The result was a melt-in-your-mouth shortbread that I have been attempting to make for years. No more frustration for me...YAY!!!
Now...my daughter and I whipped in the flour because it didn't say what to do one way or the other. The shortbread turned out very tender but also spread a little rather than holding it's shape. We thought that maybe if we folded in the flour a bit at a time rather than using the mixer the shortbread would retain that cylindrical shape that my brothers had...but would it be as tender? We will try it again next year when we are on a cookie making spree.
Today is Boxing Day and turkey preparing day. My daughter Erin has made a lovely herb butter for beneath the skin. We have my famous potatoes, gravy and stuffing that will come in a later post...sweet potatoes, asparagus and as requested some spaghetti squash. Bon Appetit!!!

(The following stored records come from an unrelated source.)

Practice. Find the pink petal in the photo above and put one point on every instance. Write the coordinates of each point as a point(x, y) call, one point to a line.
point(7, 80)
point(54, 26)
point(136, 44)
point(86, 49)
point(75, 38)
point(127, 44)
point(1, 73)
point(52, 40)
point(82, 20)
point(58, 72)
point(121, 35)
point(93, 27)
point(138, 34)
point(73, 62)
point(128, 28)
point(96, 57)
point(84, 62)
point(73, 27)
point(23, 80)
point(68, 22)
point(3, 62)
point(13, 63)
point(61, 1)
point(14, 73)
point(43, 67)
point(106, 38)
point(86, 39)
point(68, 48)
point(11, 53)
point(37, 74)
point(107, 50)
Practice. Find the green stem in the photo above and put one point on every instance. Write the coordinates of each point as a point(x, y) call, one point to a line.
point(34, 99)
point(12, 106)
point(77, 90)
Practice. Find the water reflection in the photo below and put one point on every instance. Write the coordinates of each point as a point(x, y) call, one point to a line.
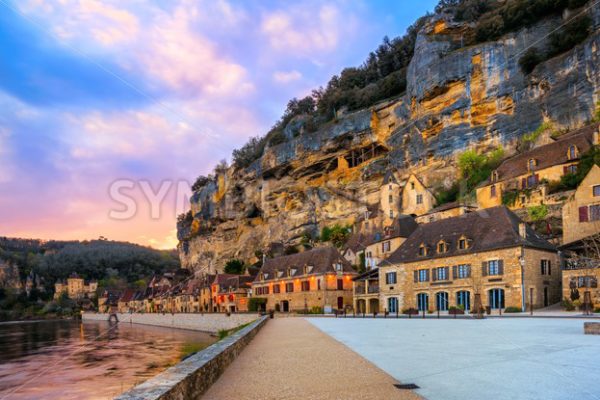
point(91, 360)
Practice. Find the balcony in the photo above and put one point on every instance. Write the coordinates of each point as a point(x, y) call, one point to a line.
point(373, 289)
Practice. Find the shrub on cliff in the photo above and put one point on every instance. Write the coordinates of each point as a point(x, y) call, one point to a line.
point(529, 60)
point(234, 266)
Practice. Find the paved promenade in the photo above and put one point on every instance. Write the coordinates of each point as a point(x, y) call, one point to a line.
point(291, 359)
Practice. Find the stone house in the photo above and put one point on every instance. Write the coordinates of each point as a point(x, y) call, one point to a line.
point(366, 292)
point(317, 278)
point(581, 213)
point(76, 288)
point(381, 244)
point(490, 254)
point(234, 293)
point(416, 198)
point(581, 275)
point(524, 177)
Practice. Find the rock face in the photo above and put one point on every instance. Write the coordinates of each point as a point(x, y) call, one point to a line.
point(456, 98)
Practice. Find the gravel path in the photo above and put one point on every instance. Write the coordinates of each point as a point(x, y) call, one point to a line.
point(292, 359)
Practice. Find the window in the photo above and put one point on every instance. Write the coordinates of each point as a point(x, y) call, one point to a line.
point(305, 286)
point(386, 246)
point(463, 298)
point(496, 298)
point(595, 212)
point(545, 267)
point(423, 302)
point(390, 278)
point(440, 274)
point(493, 267)
point(393, 304)
point(441, 301)
point(462, 271)
point(442, 247)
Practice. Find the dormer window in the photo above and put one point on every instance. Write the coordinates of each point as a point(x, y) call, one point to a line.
point(572, 152)
point(442, 247)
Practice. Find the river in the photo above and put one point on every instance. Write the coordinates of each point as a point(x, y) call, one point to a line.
point(86, 360)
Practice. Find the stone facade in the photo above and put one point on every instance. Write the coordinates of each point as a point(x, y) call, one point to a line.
point(512, 280)
point(417, 199)
point(581, 213)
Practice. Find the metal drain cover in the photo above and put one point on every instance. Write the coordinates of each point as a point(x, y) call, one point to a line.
point(406, 386)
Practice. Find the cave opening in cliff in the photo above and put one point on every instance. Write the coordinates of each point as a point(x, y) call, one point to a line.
point(358, 156)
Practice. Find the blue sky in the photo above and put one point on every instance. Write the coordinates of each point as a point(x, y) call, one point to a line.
point(96, 91)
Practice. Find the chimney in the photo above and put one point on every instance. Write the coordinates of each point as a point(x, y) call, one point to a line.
point(523, 230)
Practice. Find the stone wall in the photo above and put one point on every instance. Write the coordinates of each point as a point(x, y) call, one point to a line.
point(193, 376)
point(197, 322)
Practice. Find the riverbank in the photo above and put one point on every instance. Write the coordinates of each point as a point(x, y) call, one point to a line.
point(211, 323)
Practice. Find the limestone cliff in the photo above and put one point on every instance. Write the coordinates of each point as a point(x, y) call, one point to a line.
point(457, 98)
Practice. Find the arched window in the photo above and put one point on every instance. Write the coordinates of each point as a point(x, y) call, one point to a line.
point(423, 302)
point(441, 301)
point(463, 298)
point(496, 298)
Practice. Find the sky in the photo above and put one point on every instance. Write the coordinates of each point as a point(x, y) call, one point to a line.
point(109, 110)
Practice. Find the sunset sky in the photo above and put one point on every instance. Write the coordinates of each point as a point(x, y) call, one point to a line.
point(150, 92)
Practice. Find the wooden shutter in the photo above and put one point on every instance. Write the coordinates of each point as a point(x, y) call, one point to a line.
point(583, 214)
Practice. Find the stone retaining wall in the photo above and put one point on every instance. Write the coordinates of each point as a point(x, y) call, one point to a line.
point(193, 376)
point(198, 322)
point(591, 328)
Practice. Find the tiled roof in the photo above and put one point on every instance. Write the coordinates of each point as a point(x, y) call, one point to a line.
point(488, 229)
point(546, 156)
point(321, 259)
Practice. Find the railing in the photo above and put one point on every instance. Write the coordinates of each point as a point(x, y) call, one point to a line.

**Neil's Shortbread Cookies**
1 lb butter
2 cups all-purpose flour
1 cup icing sugar
1 cup cornstarch
1 tablespoon vanilla
Cream butter until light and fluffy. Sift dry ingredients together twice. Add to butter in a few batches; blend until smooth. Stir in vanilla. Refrigerate dough 15 minutes.
Preheat oven to 300F.
Roll dough into 1-inch balls. Place on ungreased cookie sheet; flatten lightly with floured fork. (We dipped our forks in granulated sugar).Chill cookies on parchment paper-lined cookie trays while oven is preheating.
Bake 20 – 30 minutes or until outer edges start to brown slightly.